The way I look at it is that these animals are here in the lab for me to learn from; so that I can better serve that species in the future. I want to learn all I can from these dissetions so that in future, doing surgery, I will feel more comfortable and maybe save a life (or at least not take one.) We have already done a dog, a cat, and are currently working on the horse. You can frequently find me petting the animals and I even tried to "restrain" our horse at one point. I can't escape the fact that these are real animals, no matter how much anyone tells me to put that part of it out of my mind. The dissections really don't bother me though, because like I said, it's for a future, greater good.

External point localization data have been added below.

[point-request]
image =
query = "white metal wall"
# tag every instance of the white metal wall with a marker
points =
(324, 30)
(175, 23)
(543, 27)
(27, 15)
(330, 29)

So personally, I say you don't need to lose that emotional connection to the species. I'm a dog person, and a huge horse person and I don't think I could really separate my emotions even if I wanted to. One of the horses we are dissecting looks like a mini version of my old gelding but even that I'm okay with, as long as everything is treated respectfully.
I have noticed that as we get farther and farther into an animal (and it looks less and less like its alive counterpart) that it is easier to forget though. Not to be gruesome, but currently, our horses no longer look like horses...
When skinning, just take a deep breath. Remember, if you know the feel of the skin and all that, your future patients will greatly appreciate that knowledge if it means a less traumatic surgery for them.
Edit: And something else that really helped was being able to go home at the end of the day and relate all the things we learned in anatomy lab to real life. IE, palpating different muscles, seeing which bones are palpable, etc, on a real animal. It really helps the whole point of doing this sink in.